Sifatnya yang mendasar berarti bahwa filsafat tidak begitu saja percaya bahwa ilmu itu
benar. Sifatnya yang spekulatif karena filsafat terlalu ingin mencari jawab bukan saja pada
suatu hal yang diketahui, tetapi segala sesuatu belum diketahui.
Agama adalah suatu bentuk ketetapan ilahi yang mengarahkan mereka yang berakal
dengan pilihan mereka sendiri terhadap ketetapan ilahi itu tersebut, kepada kebaikan hidup
didunia dan kebahagiaan hidup di akhirat.

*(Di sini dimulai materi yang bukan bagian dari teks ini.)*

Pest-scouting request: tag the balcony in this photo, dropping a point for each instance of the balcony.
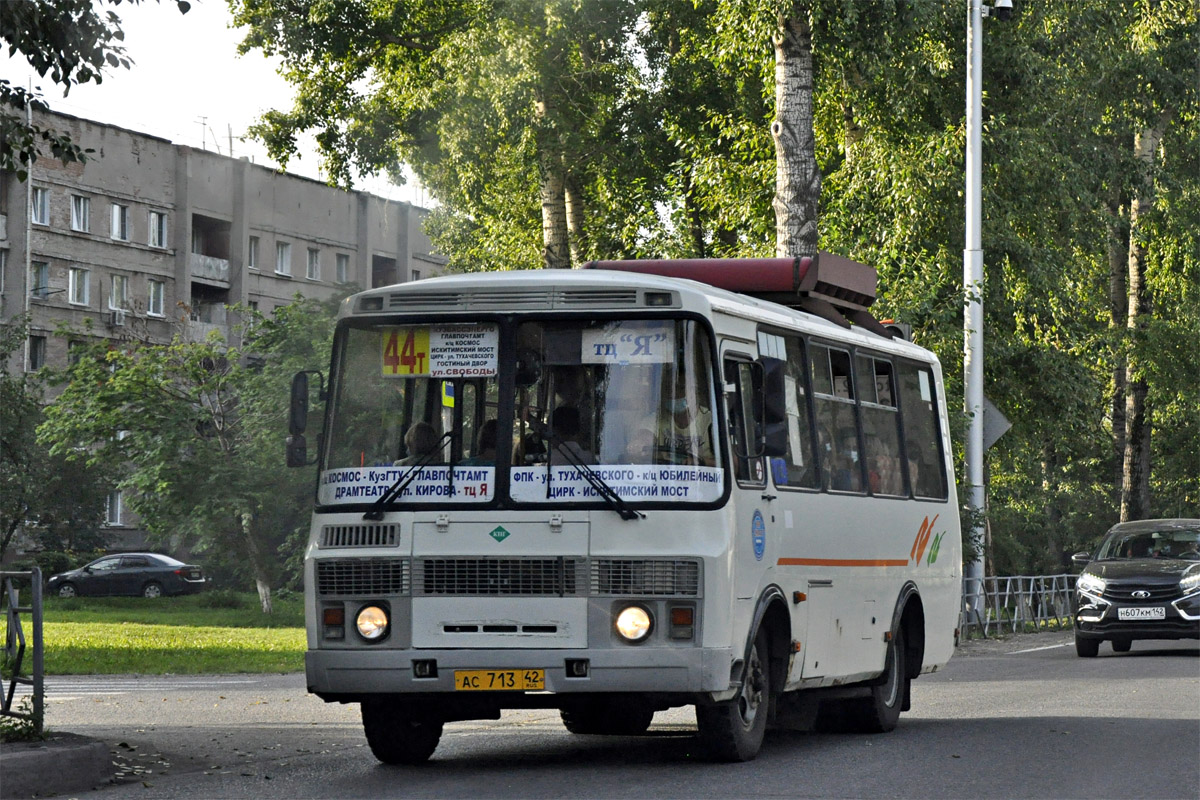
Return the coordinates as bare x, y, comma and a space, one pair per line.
210, 269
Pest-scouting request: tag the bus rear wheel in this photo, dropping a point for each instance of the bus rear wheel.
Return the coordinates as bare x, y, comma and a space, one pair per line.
732, 731
609, 719
880, 710
399, 734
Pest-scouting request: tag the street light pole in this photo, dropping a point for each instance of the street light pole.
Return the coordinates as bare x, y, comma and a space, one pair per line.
972, 286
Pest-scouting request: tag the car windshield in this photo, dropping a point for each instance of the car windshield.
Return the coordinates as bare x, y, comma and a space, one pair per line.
599, 408
1174, 543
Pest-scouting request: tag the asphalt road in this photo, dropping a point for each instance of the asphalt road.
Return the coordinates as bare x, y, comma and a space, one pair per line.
1020, 719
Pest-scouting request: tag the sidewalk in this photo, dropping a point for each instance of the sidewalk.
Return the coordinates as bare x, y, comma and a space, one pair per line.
64, 762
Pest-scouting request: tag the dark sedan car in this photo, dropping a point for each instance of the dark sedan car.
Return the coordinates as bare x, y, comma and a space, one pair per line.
1144, 583
145, 575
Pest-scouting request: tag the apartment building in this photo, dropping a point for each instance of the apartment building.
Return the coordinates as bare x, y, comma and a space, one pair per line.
149, 238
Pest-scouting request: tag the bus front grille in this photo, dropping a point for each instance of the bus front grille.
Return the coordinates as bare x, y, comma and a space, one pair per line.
652, 577
515, 577
379, 535
363, 577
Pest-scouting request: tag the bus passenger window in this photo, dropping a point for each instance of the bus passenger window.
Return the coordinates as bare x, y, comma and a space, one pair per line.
837, 420
798, 468
923, 432
881, 426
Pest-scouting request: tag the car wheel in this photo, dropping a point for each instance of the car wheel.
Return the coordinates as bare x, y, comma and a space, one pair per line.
399, 735
732, 731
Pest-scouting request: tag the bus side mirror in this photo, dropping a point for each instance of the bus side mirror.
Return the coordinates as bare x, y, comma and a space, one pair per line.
773, 392
298, 450
298, 411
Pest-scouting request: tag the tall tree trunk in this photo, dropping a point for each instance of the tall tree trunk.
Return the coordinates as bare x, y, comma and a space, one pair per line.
1135, 464
797, 178
1119, 306
257, 563
574, 209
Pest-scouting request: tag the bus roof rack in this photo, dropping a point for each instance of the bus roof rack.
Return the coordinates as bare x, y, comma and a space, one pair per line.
829, 286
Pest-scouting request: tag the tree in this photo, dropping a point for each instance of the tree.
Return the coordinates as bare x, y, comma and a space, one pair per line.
71, 41
193, 432
57, 503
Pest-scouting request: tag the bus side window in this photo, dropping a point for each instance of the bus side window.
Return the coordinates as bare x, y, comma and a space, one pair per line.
798, 468
881, 426
742, 423
923, 432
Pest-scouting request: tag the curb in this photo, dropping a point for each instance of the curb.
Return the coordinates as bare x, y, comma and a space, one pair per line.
64, 762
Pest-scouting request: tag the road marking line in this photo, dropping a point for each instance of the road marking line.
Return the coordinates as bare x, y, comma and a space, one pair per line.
1049, 647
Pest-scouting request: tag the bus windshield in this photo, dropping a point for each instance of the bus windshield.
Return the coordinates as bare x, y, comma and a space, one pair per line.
628, 403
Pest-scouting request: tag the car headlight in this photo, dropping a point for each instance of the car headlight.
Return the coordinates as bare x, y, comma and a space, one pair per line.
634, 623
1191, 582
372, 623
1091, 584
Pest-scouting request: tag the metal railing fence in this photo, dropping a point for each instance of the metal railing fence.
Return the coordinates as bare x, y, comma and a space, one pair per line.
1017, 603
11, 675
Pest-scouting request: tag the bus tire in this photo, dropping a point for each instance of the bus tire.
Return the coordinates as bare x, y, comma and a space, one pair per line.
880, 710
732, 731
607, 720
399, 735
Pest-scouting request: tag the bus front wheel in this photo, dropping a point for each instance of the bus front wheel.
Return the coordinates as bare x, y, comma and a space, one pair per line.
732, 731
399, 734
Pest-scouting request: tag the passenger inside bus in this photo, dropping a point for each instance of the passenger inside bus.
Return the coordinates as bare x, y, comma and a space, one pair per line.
567, 447
420, 440
485, 446
684, 431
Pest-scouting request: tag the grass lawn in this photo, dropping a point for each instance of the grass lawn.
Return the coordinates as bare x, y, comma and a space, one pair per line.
99, 636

Etika sama dengan moral. Moral berasal dari kata latin : mos (bentuk tunggal), atau
mores ( bentuk jamak) yang berarti adat istiadat, kebiasaan, kelakuan, watak, tabiat, ahlak, cara
hidup. Hukum, etika dan Etiket merupakan istilah yang sangat berdekatan dan mempunyai arti
yang hampir sama walaupun terdapat juga pebedaan.